Several measures have been announced to improve the tax disputes resolution mechanisms. Constitution of high level committees to interact with trade and industry and bring clarity in taxation, expansion in the scope of the Authority for Advance Rulings, rollback in the scheme for Advance Pricing Agreements and reconstitution of Dispute Resolution Panels as a permanent, independent vertical in the department are all indicative of the government’s seriousness to minimise disputes. The government’s decision to not appeal against the Bombay High Court decision on the matter of taxation of income on share premium has also been received positively. These announcements now need to be translated into visible, time-bound actions. The recommendations of the Tax Administration Reform Commission (TARC) on the tax administrative overhaul must also be implemented.
To stimulate demand and put more disposable income in the hands of the common taxpayers, the government may consider a slight raise in the current income tax exemption limit.
Another significant reform eagerly awaited by the industry is the Goods and Services Tax (GST). The FM has reiterated the government’s commitment to introduce GST from April 2016 and is trying to seek support from the states for the passage of the Constitution (Amendment) Bill in this session.
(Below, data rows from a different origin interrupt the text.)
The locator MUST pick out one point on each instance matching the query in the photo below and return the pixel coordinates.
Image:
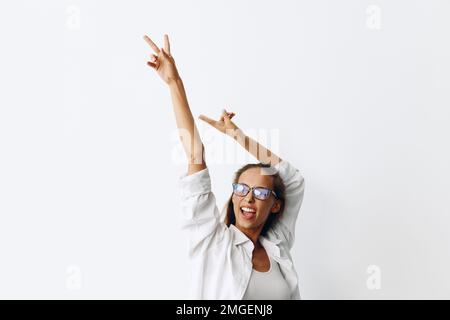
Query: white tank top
(269, 285)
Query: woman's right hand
(224, 124)
(162, 60)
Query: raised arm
(163, 63)
(292, 178)
(225, 125)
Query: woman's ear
(276, 206)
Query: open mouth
(248, 213)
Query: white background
(358, 92)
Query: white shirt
(221, 256)
(269, 285)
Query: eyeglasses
(261, 193)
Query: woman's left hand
(224, 124)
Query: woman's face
(253, 177)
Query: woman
(247, 256)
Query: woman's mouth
(248, 213)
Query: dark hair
(278, 187)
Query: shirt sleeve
(200, 216)
(295, 185)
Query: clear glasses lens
(259, 193)
(240, 189)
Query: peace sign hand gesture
(162, 60)
(224, 124)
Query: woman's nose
(249, 196)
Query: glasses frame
(252, 189)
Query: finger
(166, 44)
(164, 53)
(151, 43)
(151, 64)
(207, 120)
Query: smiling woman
(248, 255)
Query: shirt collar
(268, 244)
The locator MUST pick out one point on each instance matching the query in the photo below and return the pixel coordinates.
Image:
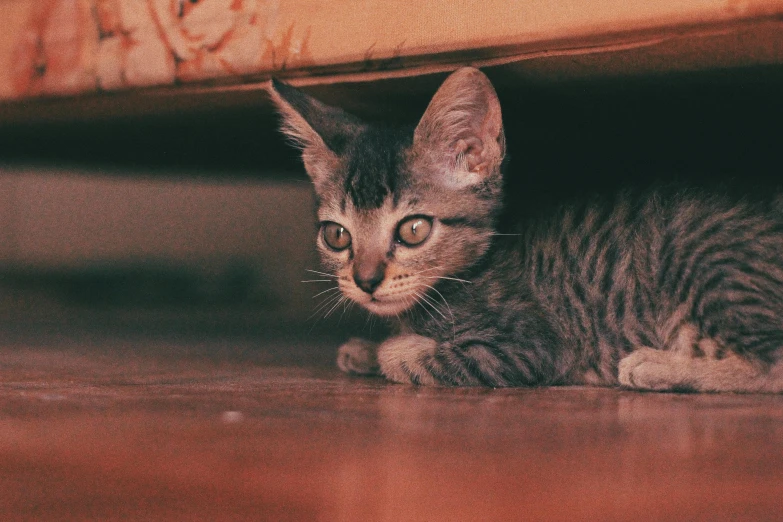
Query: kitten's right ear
(320, 131)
The industry would expect some announcements on the roadmap for GST implementation. One should also watch out for changes in the excise duty structure and service tax in preparation for the GST.
This budget is being seen as a big opportunity for the government to prove that, true to its election assurances, it will transform India. However, more than the big bang reforms, the small nuggets of changes will have to be watched out for. The government should keep pushing the ground level reforms to build a pro-investments and pro-growth India.